İnsan hakları savunucusu Osman Kavala ve gelişigüzel yargılandığı yedi sevimli hakkındaki mahkumiyet kararlarına gönderme yapılan raporda, bu mahkumiyet kararlarının AİHM kararlarına uymaz olduğu hatırlatılarak şu ifadelere düzlük verildi:

“Hükümete andıran bazı medya organlarının, adam hakları savunucularını, AB’nin da aralarında olduğu uluslararası bağışçılardan mali bindi akseptans ettikleri gerekçesiyle suçlu kendisine göstermesi, sakil bulut kaynağı olmaya bitmeme etmektedir. Reisicumhur ve bakanlar birlikte karışma girmek üzere eğin düzem kamu görevlilerinin murafaa süreçleri sırasında taşlama içeren söylemleri, masumluk karinesi ilkesine imtina etmek ve adaletli yargılanma hakkı konusunda vahim ikircik uyandırmaktadır.”

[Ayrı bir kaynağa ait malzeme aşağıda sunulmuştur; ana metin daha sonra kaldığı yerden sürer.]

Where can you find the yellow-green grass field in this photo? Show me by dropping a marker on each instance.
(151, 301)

Komisyonun raporunda Türkiye’üstelik serencam yıllarda kadına müteveccih mütezayit yol dahi düz buldu. Türkiye’nin İstanbul Sözleşmesi’nden çekilmesinin ardından kadınlara müteveccih çaba ve seks ayrımcılığının “nazik keder” oluşturduğu anlatım edildi.

Rusya uyarısı

2022 Türkiye Raporu’nun sonunda, “Aut Politika, Güvenlik ve Düzenlilik Politikaları” başlığı altında, AKP hükümetinin Rusya ile artan ticari ve ekonomik ilişkileri eleştirildi, Gümrük Birliği uyarısı yapıldı.

Türkiye’nin Birlik’in kararları ve eş dış ve asayiş politikalarına uzlaşma göstermesi gerektiği hatırlatılırken, Türk hükümetinin dış politikasının KEZ dış siyasa öncelikleri ile çelişmeye devam ettiği vurgulandı.

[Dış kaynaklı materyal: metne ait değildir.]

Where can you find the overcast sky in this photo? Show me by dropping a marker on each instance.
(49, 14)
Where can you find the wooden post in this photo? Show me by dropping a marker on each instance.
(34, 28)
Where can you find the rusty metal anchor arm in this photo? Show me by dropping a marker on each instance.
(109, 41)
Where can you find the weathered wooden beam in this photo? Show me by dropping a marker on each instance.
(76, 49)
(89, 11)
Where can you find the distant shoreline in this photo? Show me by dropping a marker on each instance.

Raporda, AKARSU’nin Rusya’ya alın uyguladığı yaptırımlara Türkiye’nin katılmamasının, bu yaptırımları zayıflatma riski yarattığı kaydedildi.

AKARSU ile Türkiye arasında Gümrük Birliği dolayısıyla malların serbest ayrımsız şekilde Türkiye’ye girebildiği hatırlatılırken, Rusya’nın askeri amaçlı olarak dahi kullanılabilecek bazı malları bu yolla gerçekleştirme edebileceği riskine işaret edildi.

Bunun “hususi bire bir endişeye” öğün açtığı tabir edilirken, “Gümrük Birliği’nin işlemeye bitmeme edebilmesi amacıyla tarafların kâin kurallara eksiksiz olarak uyma etmesi ve çapraz güveni zedelemekten kaçınması gerekmektedir” denildi.

Yunanistan ve Kıbrıs mesajı

SU’nin 2022 raporunda tıpkı yol elan Türkiye’nin Kıbrıs ve Yunanistan ile yaşadığı gerilimler açık düz buldu. “İyi Komşuluk İlişkileri ve Lehçe İşbirliği” başlığı altında Iye ve Şarki Akdeniz’birlikte yaşanan gerilimler konusunda Türkiye’nin politikaları ve askeri adımları eleştirildi.

AKARSU üyeleri Yunanistan ve Kıbrıs Cumhuriyeti’nin çekicilik sahaları ve karaca sularının bir nice kat Türkiye eliyle ihlal edildiği belirtilirken, Ankara’nın adımlarının yoğun yara uyandırdığı kaydedildi.

Raporda, “Türkiye, tam SUTAŞ üyesi ülkelerin egemenliklerine ve yer bütünlüklerine içtinap etmek göstermelidir” denildi. KEZ liderlerinin eski zirvelerde aldıkları kararlara atıfta bulunulurken, Türkiye’den arsıulusal anlaşmalara uyması, dolgunca komşuluk ilişkileri, sorunların barışçıl çözümü üzere etap atması istendi.